Polipo2 (like the original Polipo) uses the POSIX poll() system call (like 4.2BSD’s select() without the 1024-socket limit) to monitor its in-progress connections from a single thread. ​It does not use the more advanced epoll/kqueue mechanism that modern versions of large-scale proxies like Squid can use (and that Tornado and hence Web Adjuster can use) on the GNU/Linux and BSD platforms.

The problem with poll() is, it can monitor a huge number of connections at once to tell your code when one or more of them needs processing, but it doesn’t tell you which ones need this processing. ​So when poll() returns, Polipo2 has to spend CPU time looping through all of its open connections to see what needs doing. ​By contrast, Linux’s epoll and BSD’s kqueue can point your code directly at the connections that need attention, eliminating that loop.

This is not an issue if you have only a few dozen connections going at once, but once you’re in the tens of thousands, you will notice a CPU holdup from those tens of thousands of extra checks that have to be done every time anything happens on any connection!

If that’s your situation, I’d recommend switching to Squid, which is more scalable. ​I currently have no plans to upgrade Polipo2’s poll() into an epoll/kqueue, as Polipo2 is intended for small-scale experimental use (so if you’re getting big, “bite the bullet” and install Squid).

  • If using Squid with Web Adjuster’s --upstream-proxy=:3128, my suggested starting point is --run="squid -N -f squid.conf -u 0" with a squid.conf like:

    http_port 127.0.0.1:3128 http_access allow localhost cache_peer 127.0.0.1 parent 3129 0 no-query no-digest never_direct allow all dead_peer_timeout 99 seconds access_log none localhost cache_mem 256 MB

(see Squid’s cache_dir directive if you also want a disk cache)

Polipo2 RAM and disk usage

As with Polipo, Polipo2 does not have options to limit the maximum size of its disk cache. ​You could periodically purge from a separate process and then send SIGUSR2 (discard objects) to the running Polipo2, but if the machine is expected to stay up, it’s likely easier to run in RAM+swap (by setting diskCacheRoot="") and then the size can be constrained more accurately (defaults to 25% of RAM; see note on differences with Polipo below).
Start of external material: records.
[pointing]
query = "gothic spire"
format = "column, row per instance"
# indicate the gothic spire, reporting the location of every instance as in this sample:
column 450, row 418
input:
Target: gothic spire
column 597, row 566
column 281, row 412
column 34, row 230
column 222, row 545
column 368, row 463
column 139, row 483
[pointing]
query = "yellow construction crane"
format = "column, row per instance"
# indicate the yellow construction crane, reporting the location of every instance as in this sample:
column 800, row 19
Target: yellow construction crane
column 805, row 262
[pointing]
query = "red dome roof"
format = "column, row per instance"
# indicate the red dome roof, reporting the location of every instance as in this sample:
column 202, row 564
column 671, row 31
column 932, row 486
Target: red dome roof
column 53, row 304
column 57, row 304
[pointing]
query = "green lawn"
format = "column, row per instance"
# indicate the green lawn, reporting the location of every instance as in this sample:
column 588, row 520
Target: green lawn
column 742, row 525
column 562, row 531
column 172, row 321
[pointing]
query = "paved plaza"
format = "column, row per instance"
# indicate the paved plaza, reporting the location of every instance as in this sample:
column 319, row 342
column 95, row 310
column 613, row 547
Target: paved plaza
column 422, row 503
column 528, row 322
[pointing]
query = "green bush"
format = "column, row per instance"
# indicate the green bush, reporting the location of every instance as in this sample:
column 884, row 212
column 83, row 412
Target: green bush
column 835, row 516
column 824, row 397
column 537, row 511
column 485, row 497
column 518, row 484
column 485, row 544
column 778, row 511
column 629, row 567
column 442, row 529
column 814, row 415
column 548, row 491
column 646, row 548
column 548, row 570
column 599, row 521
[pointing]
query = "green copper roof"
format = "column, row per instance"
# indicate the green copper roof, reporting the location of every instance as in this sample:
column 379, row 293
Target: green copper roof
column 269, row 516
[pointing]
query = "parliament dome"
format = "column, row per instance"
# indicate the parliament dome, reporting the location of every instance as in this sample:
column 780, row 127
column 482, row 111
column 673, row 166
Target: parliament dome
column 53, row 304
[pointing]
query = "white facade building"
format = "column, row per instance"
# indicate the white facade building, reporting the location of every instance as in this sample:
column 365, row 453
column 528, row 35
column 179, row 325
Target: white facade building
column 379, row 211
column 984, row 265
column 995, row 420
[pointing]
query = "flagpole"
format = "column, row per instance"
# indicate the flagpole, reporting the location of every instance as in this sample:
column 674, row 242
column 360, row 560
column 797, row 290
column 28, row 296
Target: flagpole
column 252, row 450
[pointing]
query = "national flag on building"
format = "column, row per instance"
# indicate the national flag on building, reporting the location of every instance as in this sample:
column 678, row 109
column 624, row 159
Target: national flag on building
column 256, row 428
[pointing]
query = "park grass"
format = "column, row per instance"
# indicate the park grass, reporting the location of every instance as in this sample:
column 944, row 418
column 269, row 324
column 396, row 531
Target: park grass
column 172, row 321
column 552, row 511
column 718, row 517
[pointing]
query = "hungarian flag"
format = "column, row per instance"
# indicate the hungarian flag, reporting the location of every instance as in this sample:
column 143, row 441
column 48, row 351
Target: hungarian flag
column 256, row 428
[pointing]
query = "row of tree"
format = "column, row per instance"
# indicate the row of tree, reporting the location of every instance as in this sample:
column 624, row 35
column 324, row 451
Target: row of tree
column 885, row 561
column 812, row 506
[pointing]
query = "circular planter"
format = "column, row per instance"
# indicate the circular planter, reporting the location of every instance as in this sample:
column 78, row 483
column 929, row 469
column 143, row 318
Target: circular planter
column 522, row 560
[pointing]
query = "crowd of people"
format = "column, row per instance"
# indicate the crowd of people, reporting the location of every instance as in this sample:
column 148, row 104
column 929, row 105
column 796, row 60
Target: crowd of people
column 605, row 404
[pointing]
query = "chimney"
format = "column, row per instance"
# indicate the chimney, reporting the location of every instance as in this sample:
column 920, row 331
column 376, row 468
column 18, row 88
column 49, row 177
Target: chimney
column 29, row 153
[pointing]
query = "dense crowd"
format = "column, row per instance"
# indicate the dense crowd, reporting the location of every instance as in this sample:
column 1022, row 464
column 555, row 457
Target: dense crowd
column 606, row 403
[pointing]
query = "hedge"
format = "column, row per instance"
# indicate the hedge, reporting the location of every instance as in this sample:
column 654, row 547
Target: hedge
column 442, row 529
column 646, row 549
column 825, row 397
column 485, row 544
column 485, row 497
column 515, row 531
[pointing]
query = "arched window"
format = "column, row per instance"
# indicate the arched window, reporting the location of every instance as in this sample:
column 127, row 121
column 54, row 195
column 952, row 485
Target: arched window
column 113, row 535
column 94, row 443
On the other hand, a non-expiring disk cache is a useful option if you wish to collect a corpus of material from a site as users browse it (without needing to run a ‘crawler’ which might annoy the site); Polipo2’s file format is quite easy for other programs to read. ​Obviously you’d have to respect the copyright on the resulting material.

Differences from the original Polipo

So far:

  1. If running in RAM only (diskCacheRoot=""), Polipo2’s chunkHighMark now defaults to 25% of the physical RAM even on machines above 96M (its default is not limited to 24M as it is when diskCacheRoot is set). objectHighMark defaults to 2048 objects for every 24M in chunkHighMark. You can still override these of course (remember chunkHighMark is in bytes).
  2. Polipo2 contains a little more “defensive code” to catch segmentation faults before they happen.
  3. Polipo2 does not upset your system administrator by having a home page that says “no longer maintained” in large letters at the top. ​If I come across additional problems, I intend to either fix them or (in the case of a security problem I can’t easily fix) remove or disable the offending functionality so Polipo2 stays ‘sysadmin-friendly’.